- Original title: Хористка
- Country: Russia
- Language: Russian

Publication
- Published in: Oskolki
- Publication date: 18 (old style: 5) July 1886

= The Chorus Girl =

"The Chorus Girl" (Хористка) is an 1886 short story by Anton Chekhov.

==Publication==
The story was first published in Oskolkis No. 14 (18 July 1886) and was originally titled Pevichka (Певичка). In a radically revised version the story was included in the Posrednik Publishers' 1893 anthology Put-doroga (Путь-дорога, Long Road). Chekhov made some more changes to the text before he included the story in Volume 2 of his Collected Works, published by Adolf Marks in 1899–1901.

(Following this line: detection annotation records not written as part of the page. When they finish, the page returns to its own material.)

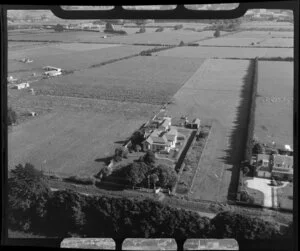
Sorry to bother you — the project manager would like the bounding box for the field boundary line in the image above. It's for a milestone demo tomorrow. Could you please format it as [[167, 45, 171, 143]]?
[[188, 122, 213, 194]]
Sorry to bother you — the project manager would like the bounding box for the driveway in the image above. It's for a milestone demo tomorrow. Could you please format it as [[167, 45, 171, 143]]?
[[245, 177, 288, 207]]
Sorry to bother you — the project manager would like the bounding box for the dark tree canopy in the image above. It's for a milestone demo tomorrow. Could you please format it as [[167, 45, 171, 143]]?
[[7, 107, 17, 126]]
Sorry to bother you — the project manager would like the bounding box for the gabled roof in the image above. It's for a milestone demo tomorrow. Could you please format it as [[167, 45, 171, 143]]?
[[273, 154, 293, 166]]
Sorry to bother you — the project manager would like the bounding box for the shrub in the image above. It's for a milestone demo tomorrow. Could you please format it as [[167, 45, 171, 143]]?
[[7, 107, 17, 126], [214, 29, 221, 37], [63, 175, 94, 185]]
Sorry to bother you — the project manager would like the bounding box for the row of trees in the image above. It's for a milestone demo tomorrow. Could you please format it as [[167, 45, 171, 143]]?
[[7, 164, 292, 240]]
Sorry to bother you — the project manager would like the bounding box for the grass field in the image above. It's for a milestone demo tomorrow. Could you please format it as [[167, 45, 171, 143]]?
[[254, 61, 294, 146], [164, 59, 249, 202], [154, 45, 294, 58], [8, 43, 154, 76], [8, 28, 213, 45], [32, 56, 203, 104], [8, 96, 159, 175]]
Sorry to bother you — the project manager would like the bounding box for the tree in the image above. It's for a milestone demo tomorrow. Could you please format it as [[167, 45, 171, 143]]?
[[252, 143, 265, 154], [143, 150, 155, 165], [211, 212, 280, 241], [105, 22, 114, 31], [214, 29, 221, 37], [54, 24, 64, 32], [7, 107, 17, 126], [153, 165, 177, 189], [125, 162, 150, 187], [8, 163, 51, 230]]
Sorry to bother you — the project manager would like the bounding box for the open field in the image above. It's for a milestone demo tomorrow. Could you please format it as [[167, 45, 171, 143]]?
[[167, 59, 249, 202], [153, 46, 294, 59], [31, 56, 203, 104], [254, 61, 294, 146], [8, 96, 158, 175], [8, 28, 214, 45], [8, 43, 154, 77]]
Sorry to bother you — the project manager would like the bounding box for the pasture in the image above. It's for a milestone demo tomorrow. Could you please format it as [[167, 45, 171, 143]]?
[[154, 46, 294, 59], [254, 61, 294, 146], [8, 95, 159, 176], [32, 56, 203, 104], [8, 43, 153, 75], [8, 28, 214, 45], [167, 59, 249, 202]]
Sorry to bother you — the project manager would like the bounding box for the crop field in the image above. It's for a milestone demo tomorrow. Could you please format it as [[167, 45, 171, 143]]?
[[8, 29, 217, 45], [167, 59, 249, 202], [8, 43, 153, 75], [254, 61, 294, 146], [32, 56, 204, 104], [8, 96, 159, 175], [154, 47, 294, 59]]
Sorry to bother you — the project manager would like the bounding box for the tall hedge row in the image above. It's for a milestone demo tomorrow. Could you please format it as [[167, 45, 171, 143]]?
[[244, 58, 258, 161]]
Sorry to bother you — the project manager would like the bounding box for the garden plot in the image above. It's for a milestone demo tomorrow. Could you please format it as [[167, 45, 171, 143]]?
[[254, 61, 294, 146], [167, 59, 249, 202], [32, 56, 203, 104], [8, 96, 159, 176], [154, 47, 294, 59]]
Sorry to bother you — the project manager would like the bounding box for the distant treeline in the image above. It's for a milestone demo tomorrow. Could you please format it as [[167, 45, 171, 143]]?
[[7, 163, 292, 240]]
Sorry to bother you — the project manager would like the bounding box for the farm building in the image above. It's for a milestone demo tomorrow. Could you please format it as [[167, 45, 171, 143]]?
[[256, 154, 271, 178], [272, 154, 294, 180], [143, 127, 177, 152], [44, 70, 61, 77], [12, 82, 29, 90], [186, 118, 200, 129], [43, 66, 61, 72]]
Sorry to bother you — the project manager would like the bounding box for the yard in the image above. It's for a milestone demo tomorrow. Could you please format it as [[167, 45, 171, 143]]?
[[254, 61, 294, 146]]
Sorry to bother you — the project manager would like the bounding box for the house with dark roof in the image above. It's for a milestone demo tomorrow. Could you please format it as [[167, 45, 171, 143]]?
[[255, 154, 272, 178], [272, 154, 294, 180]]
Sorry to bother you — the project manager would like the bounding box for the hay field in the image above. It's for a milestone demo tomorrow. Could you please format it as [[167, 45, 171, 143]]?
[[168, 59, 249, 202], [32, 56, 203, 104], [8, 43, 153, 74], [8, 96, 159, 176], [254, 61, 294, 146], [154, 46, 294, 59], [8, 29, 213, 45]]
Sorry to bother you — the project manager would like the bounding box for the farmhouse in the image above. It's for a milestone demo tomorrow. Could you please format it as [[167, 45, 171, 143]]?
[[256, 154, 271, 178], [143, 124, 178, 152], [12, 82, 29, 90], [43, 66, 61, 72], [272, 154, 294, 180]]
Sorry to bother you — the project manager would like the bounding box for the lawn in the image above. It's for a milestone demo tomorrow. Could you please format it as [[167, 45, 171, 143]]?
[[154, 45, 294, 59], [8, 96, 159, 176], [167, 59, 249, 202], [254, 61, 294, 146], [31, 56, 203, 104]]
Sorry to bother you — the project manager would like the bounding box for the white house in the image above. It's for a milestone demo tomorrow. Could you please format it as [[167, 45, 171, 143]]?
[[12, 82, 29, 90]]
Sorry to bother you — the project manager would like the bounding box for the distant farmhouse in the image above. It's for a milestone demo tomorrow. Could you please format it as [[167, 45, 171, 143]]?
[[255, 154, 294, 180]]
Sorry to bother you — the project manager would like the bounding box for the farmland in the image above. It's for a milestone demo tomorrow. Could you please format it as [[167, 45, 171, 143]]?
[[164, 59, 249, 202], [155, 46, 294, 59], [28, 56, 203, 104], [8, 96, 158, 176], [254, 62, 294, 146]]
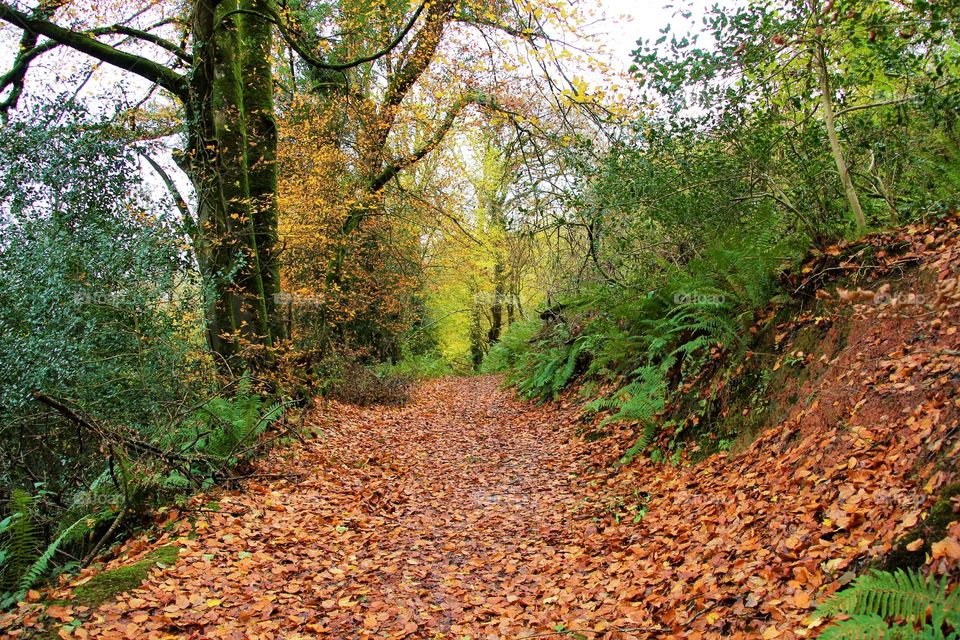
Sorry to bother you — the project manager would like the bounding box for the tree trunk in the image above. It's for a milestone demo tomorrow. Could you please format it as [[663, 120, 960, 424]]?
[[185, 0, 284, 369], [810, 0, 867, 234], [487, 262, 512, 346]]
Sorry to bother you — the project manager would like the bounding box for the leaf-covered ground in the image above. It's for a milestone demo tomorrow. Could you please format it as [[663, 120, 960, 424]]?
[[7, 223, 960, 640]]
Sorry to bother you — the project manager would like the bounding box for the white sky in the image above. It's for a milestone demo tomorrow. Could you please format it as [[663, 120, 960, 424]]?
[[596, 0, 712, 68]]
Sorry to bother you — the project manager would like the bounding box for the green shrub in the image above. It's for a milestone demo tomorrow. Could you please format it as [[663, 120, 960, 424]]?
[[480, 320, 543, 373], [817, 570, 960, 640]]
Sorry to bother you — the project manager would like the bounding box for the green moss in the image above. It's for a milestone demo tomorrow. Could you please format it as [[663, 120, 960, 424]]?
[[73, 545, 180, 607], [878, 482, 960, 571]]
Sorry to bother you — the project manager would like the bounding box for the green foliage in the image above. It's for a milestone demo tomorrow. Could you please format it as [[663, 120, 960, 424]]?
[[376, 351, 453, 380], [0, 489, 41, 593], [191, 375, 283, 464], [0, 489, 95, 608], [480, 320, 543, 373], [817, 570, 960, 640]]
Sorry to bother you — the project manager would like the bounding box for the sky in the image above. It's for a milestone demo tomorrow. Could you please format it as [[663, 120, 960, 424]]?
[[596, 0, 714, 68]]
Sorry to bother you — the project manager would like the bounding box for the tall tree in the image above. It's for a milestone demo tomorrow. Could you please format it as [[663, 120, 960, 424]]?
[[0, 0, 424, 367]]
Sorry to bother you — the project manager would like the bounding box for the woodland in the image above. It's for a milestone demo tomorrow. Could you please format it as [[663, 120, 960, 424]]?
[[0, 0, 960, 640]]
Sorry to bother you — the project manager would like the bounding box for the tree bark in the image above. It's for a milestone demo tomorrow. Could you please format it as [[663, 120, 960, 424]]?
[[810, 0, 867, 234]]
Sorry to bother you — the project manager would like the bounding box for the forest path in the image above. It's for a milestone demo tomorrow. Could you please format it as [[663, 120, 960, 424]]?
[[85, 377, 600, 639]]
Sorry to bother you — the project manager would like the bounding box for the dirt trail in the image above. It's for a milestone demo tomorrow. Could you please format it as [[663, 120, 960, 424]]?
[[11, 216, 960, 640], [79, 378, 596, 638]]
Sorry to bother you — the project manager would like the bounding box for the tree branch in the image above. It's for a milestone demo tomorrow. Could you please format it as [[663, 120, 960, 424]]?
[[221, 4, 426, 71], [372, 92, 498, 191], [0, 2, 189, 102], [84, 24, 193, 64]]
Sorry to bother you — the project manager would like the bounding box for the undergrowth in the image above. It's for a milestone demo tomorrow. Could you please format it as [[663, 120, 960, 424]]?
[[483, 228, 799, 462]]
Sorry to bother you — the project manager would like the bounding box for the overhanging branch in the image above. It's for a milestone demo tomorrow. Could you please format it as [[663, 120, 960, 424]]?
[[0, 2, 189, 102]]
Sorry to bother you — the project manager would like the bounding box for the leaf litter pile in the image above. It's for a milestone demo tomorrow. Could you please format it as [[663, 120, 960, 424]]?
[[0, 222, 960, 640]]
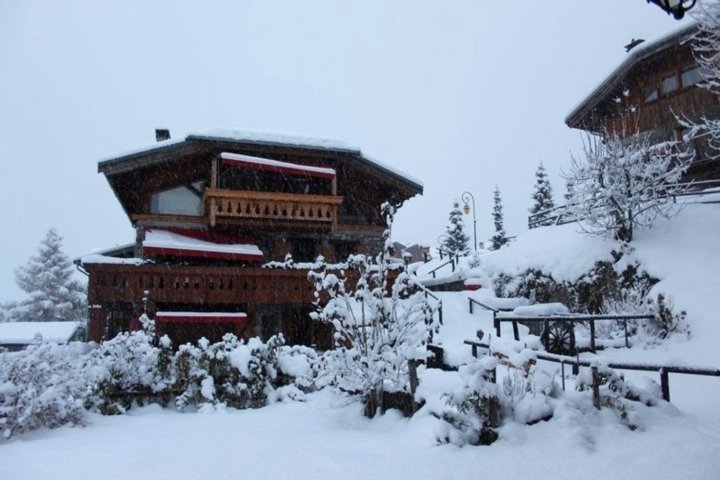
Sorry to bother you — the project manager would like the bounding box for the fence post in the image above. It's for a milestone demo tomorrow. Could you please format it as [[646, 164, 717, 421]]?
[[590, 365, 600, 410], [660, 368, 670, 402], [623, 318, 630, 348]]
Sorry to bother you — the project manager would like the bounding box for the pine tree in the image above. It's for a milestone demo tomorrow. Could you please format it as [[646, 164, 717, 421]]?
[[442, 202, 470, 256], [530, 163, 555, 227], [6, 228, 87, 321], [490, 185, 508, 250]]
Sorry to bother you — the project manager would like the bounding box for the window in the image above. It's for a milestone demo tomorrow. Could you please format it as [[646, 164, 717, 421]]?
[[662, 73, 679, 93], [150, 182, 205, 216], [645, 85, 659, 103], [680, 65, 702, 87]]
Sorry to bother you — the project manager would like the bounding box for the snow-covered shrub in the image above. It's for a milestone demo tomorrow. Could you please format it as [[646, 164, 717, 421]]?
[[308, 204, 436, 416], [576, 364, 662, 430], [436, 357, 501, 446], [647, 293, 689, 339], [85, 331, 174, 415], [0, 343, 90, 438]]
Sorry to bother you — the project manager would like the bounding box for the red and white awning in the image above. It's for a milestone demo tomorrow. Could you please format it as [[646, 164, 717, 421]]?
[[220, 152, 335, 180], [155, 312, 249, 324], [143, 229, 263, 262]]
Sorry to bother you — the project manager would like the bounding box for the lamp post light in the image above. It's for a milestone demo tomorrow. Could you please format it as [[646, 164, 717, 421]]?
[[647, 0, 697, 20], [438, 233, 450, 260], [460, 192, 477, 252]]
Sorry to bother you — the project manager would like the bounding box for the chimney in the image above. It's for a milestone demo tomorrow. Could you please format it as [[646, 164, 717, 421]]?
[[155, 128, 170, 142]]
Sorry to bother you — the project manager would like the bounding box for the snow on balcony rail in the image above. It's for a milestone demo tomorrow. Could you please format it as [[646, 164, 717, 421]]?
[[142, 229, 263, 261], [220, 152, 335, 179], [155, 312, 248, 324]]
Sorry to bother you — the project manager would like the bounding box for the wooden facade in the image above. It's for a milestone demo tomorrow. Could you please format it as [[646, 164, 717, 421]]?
[[80, 134, 422, 348], [565, 25, 720, 180]]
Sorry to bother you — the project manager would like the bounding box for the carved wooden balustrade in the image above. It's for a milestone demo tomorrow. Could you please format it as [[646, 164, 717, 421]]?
[[205, 188, 343, 230]]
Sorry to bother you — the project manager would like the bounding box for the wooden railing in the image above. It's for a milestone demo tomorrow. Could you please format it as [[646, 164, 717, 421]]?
[[86, 264, 328, 304], [205, 188, 343, 230]]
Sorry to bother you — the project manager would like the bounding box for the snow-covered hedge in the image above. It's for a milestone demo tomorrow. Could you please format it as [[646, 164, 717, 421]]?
[[0, 331, 320, 438]]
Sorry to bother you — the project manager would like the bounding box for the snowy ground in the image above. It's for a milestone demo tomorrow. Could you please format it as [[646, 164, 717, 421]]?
[[0, 205, 720, 480]]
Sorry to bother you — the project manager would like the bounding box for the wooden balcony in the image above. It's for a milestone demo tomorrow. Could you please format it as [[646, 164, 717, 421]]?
[[205, 188, 343, 230], [86, 264, 324, 305]]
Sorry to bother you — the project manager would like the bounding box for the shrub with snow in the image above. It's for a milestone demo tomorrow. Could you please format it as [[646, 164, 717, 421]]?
[[0, 343, 89, 438]]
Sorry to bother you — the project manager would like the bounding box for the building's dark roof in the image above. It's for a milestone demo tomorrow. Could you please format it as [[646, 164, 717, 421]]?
[[565, 23, 698, 129], [98, 130, 423, 193]]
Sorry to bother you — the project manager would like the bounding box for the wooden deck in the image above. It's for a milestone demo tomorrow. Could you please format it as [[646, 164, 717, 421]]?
[[205, 188, 343, 230]]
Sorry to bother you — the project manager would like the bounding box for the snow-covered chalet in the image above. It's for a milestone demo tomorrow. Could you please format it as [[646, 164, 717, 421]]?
[[79, 130, 422, 348], [565, 24, 720, 182]]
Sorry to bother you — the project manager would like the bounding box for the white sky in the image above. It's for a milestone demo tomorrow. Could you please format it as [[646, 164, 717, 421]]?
[[0, 0, 680, 301]]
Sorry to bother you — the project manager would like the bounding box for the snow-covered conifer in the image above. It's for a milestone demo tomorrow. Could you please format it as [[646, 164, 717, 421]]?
[[490, 186, 508, 250], [530, 163, 555, 227], [565, 135, 692, 242], [441, 202, 470, 256], [6, 228, 87, 321]]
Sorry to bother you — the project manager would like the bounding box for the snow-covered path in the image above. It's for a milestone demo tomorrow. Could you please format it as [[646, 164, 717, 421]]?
[[0, 386, 720, 480]]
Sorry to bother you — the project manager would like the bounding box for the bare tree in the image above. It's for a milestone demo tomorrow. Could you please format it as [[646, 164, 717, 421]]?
[[564, 134, 693, 242]]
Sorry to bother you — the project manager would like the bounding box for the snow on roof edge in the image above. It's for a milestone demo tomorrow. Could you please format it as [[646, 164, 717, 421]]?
[[565, 22, 698, 128]]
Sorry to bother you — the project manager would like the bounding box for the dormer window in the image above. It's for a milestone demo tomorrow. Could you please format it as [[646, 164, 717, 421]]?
[[680, 65, 702, 87], [645, 85, 660, 103], [662, 73, 679, 94]]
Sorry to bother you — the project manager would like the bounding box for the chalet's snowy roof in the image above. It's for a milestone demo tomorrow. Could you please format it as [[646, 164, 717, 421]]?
[[98, 129, 423, 192], [187, 128, 360, 154], [0, 322, 80, 345], [565, 23, 697, 128], [143, 229, 263, 261], [220, 152, 335, 178]]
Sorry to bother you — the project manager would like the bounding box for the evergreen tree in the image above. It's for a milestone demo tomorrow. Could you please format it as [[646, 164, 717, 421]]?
[[490, 185, 508, 250], [441, 202, 470, 256], [530, 163, 555, 227], [6, 228, 87, 321]]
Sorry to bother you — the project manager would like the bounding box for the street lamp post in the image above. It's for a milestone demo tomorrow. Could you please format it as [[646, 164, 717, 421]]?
[[460, 192, 477, 252], [647, 0, 697, 20]]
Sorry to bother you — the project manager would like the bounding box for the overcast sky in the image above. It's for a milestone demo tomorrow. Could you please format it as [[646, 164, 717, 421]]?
[[0, 0, 681, 301]]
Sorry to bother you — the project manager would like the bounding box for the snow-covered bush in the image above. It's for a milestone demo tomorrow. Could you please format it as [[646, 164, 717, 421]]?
[[436, 357, 501, 446], [308, 204, 436, 416], [0, 343, 90, 438], [576, 364, 662, 430], [84, 331, 174, 415]]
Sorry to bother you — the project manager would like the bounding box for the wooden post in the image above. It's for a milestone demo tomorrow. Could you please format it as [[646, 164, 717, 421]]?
[[590, 365, 600, 410], [660, 368, 670, 402], [408, 360, 420, 396], [623, 318, 630, 348]]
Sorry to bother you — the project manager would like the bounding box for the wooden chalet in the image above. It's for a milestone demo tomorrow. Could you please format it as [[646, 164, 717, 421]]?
[[79, 131, 422, 348], [565, 24, 720, 180]]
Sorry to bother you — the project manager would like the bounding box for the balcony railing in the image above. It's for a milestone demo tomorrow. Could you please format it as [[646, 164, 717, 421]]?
[[205, 188, 343, 230]]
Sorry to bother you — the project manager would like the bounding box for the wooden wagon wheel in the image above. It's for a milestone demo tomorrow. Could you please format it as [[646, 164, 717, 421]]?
[[540, 321, 577, 355]]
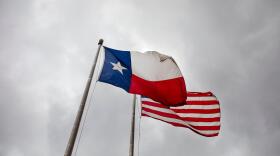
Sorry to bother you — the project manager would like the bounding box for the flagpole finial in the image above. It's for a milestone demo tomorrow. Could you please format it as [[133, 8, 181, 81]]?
[[98, 38, 103, 45]]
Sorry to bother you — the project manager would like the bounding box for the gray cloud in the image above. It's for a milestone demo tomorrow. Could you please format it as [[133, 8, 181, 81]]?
[[0, 0, 280, 156]]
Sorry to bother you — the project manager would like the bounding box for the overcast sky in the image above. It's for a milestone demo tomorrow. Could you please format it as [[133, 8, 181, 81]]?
[[0, 0, 280, 156]]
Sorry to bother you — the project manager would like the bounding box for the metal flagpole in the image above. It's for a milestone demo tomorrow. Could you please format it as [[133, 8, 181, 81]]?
[[129, 94, 136, 156], [64, 39, 103, 156]]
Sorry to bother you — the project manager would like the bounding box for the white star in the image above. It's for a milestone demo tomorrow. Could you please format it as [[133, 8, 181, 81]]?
[[110, 62, 126, 75]]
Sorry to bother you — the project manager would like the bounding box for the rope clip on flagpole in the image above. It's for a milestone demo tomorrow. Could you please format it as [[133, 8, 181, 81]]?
[[64, 39, 103, 156]]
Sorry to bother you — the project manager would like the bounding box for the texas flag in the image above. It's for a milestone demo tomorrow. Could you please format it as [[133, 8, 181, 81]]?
[[99, 47, 187, 106]]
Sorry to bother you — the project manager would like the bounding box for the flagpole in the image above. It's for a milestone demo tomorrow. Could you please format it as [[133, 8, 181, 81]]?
[[64, 39, 103, 156], [129, 94, 136, 156]]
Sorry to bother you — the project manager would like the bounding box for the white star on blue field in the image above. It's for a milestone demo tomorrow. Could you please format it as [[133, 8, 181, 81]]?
[[110, 61, 126, 75]]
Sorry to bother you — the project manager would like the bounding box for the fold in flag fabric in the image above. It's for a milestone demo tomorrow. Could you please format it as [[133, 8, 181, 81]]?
[[99, 47, 187, 106], [141, 92, 221, 137]]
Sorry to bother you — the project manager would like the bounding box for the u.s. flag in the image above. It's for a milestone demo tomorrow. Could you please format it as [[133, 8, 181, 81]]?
[[141, 92, 221, 137]]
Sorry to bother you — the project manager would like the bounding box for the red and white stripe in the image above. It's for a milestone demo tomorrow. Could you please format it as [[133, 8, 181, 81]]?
[[141, 92, 221, 137]]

During the first revision Chekhov made changes that rendered the story more serious. The critic E.A. Polotskaya commented that "Out of a humorous episode of the life of a promiscuous woman he made a lyrical, sad story of a hard done by and deeply insulted human being," targued.

==Plot summary==
The singer Pasha's quiet evening with an admirer, Kolpakov, is interrupted by a visitor who reveals that she is Kolpakov's wife. She demands to see her husband, who has hidden in another room, then bombards Pasha with insults and demands that she return all the gifts Kolpakov has given her in order to raise funds to replace the money he has embezzled. Scared and overwhelmed, Pasha gives her all the presents that she has received from all her male guests, though Kolpakov has brought her only two very modest items. After the woman leaves Pasha reproaches Kolpakov, only to be confronted with disdain, as he proclaims: "And this saintly woman was on the verge of throwing herself on her knees before a lowly worm like you! ... For this I shall never forgive myself."